Travis Heights is a centrally located neighborhood in one of Austin's most esteemed zip codes, 78704. The neighborhood's proximity to downtown and Lady Bird Lake makes it a desirable place to live, and the new Emma Long Center for the Performing Arts is just a couple of blocks north of the area, right across Barton Springs Road. Auditorium Shores, a lovely outdoor amphitheater which hosts festivals and concerts is adjacent to the Long Center, and is also a short walk from the Travis Heights neighborhood.

Easy access to the Lady Bird Lake hike and bike trails as well as access to the Zilker greenbelt is also advantageous for residents of the area. The neighborhood dates to the turn of the century, with dramatic growth during the 1920s and 1030s, and many historic homes from the period are still standing.

One of the neighborhood's most influential and well-known residents was John Henry Faulk, and his boyhood home was on the spot where Green Pastures, a beautiful, historic restaurant with gorgeous foliage and grounds is currently situated. Another well known previous resident, Charles Whitman, also grew up in the Travis Heights neighborhood, and went on to infamy as the Tower sniper in the 1960s.

The neighborhood boundaries are generally considered to be South Lamar, South Congress, West Oltorf, and Barton Springs Road, in the heart of south-central Austin. The largest institutional development in the neighborhood is the Texas School for the Deaf, which encompasses 65 acres of land and was established in 1856, and is surrounded by South Congress, South First, Barton Springs Road and Elizabeth Street.

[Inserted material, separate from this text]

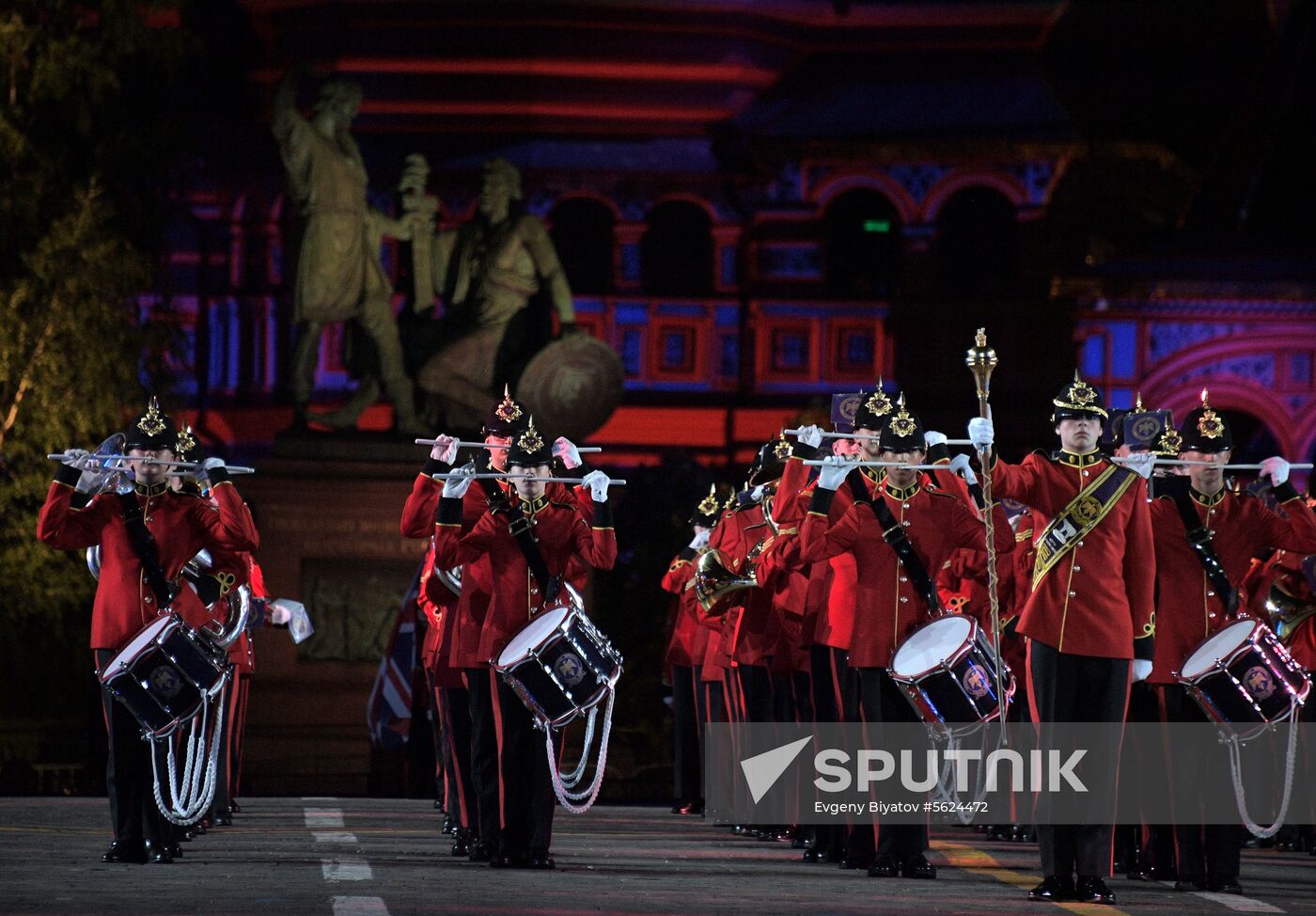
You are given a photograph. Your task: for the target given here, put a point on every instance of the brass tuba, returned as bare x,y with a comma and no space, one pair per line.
713,582
1286,611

Due to the Colorado River's frequent floods prior to the construction of dams which help control the river waters, the land was very inexpensive, thus a very diverse group of citizens populated the area, and many churches cater to a specific ethnic group, such as the St. Anne African Methodist-Episcopal Church and the nearby Goodwill Baptist Church, both of which are on Newton Street. A small group of Hispanic families settled in the neighborhood around 1940, when the San Jose Catholic Church was founded at the corner of Mary Street and South Third Street.

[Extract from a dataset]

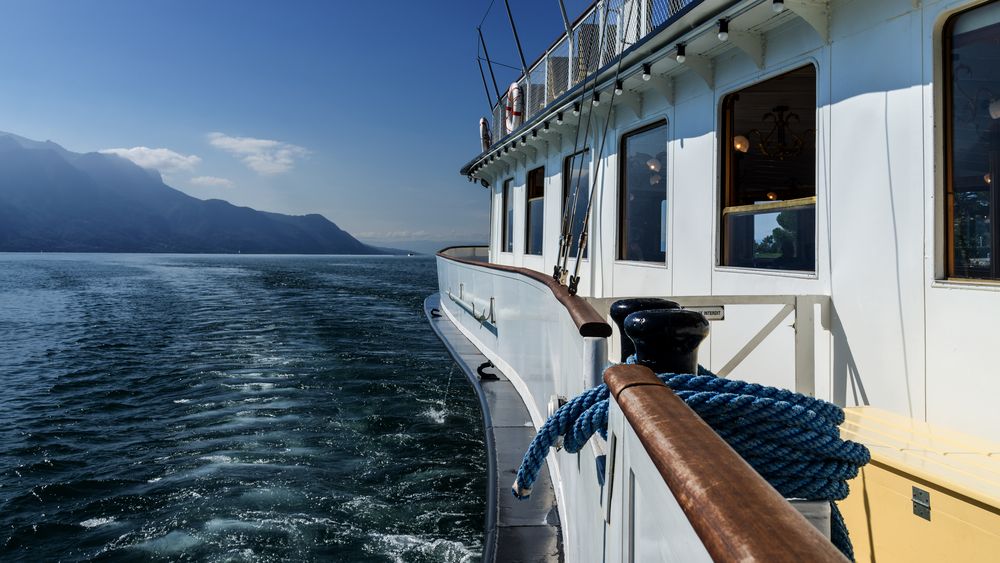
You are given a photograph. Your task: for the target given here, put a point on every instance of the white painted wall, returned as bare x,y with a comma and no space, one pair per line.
901,338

The stone mission-style church is currently called Holy Name Of Mary Orthodox Church, and the Church still has a flourishing parish, many of whom are descendants of the original settlers.

Since the recent development of the SOCO and SOLA entertainment and shopping districts, which are respectively on South Congress and South Lamar, the residents of the neighborhood have even more access to restaurants, vintage shops, nightclubs, coffee shops, and antique dealers. Some of Austin's most well-known institutions are still located on South Congress, such as the headquarters of the local newspaper, the American-Statesman, and a few boot and saddle shops, such as Allen Boots, which has been in the area for years and years.

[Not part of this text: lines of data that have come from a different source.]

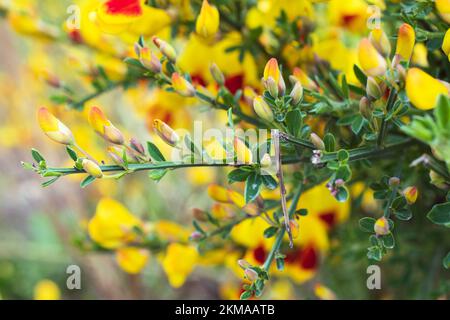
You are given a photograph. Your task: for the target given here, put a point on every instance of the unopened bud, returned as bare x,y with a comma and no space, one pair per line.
262,109
251,274
217,74
266,161
243,264
53,128
104,127
373,89
166,49
92,168
381,227
380,41
317,141
411,194
437,180
394,181
199,215
196,236
182,86
137,146
297,93
293,225
365,108
165,132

There a quite a few very eclectic shops, such as Lucy in Disguise in Diamonds, a costume shop, and Bohemia, a great vintage store, as well as the St. Vincent DePaul resale shop, which is run by Catholic charities and has a little bit of everything.

There are many churches and schools, coffeehouses, and nightclubs nearby, and the restaurant row area of Barton Springs Road is just a half mile or so east, and includes such well-known eateries as Shady Grove, Romeo's, Green Mesquite, Chuy's, and Austin Java. Patrons can enjoy frozen custard at Sandy's, an Austin landmark, or Italian food at Vinny's, both of which are even closer to the neighborhood, on the east side of Lamar on Barton Springs and in easy walking distance for most residents.

Even downtown itself is a short walk across the sidewalks or pedestrian bridges at both Congress and South First Street, which continues from Guadalupe Street across the river, and the whole neighborhood is also accessible by city transportation such as the Cap Metro busses and the Dillos, which are free. The Travis Heights neighborhood is one of your best bets in the Austin area for the quality of life it offers both visitors and residents.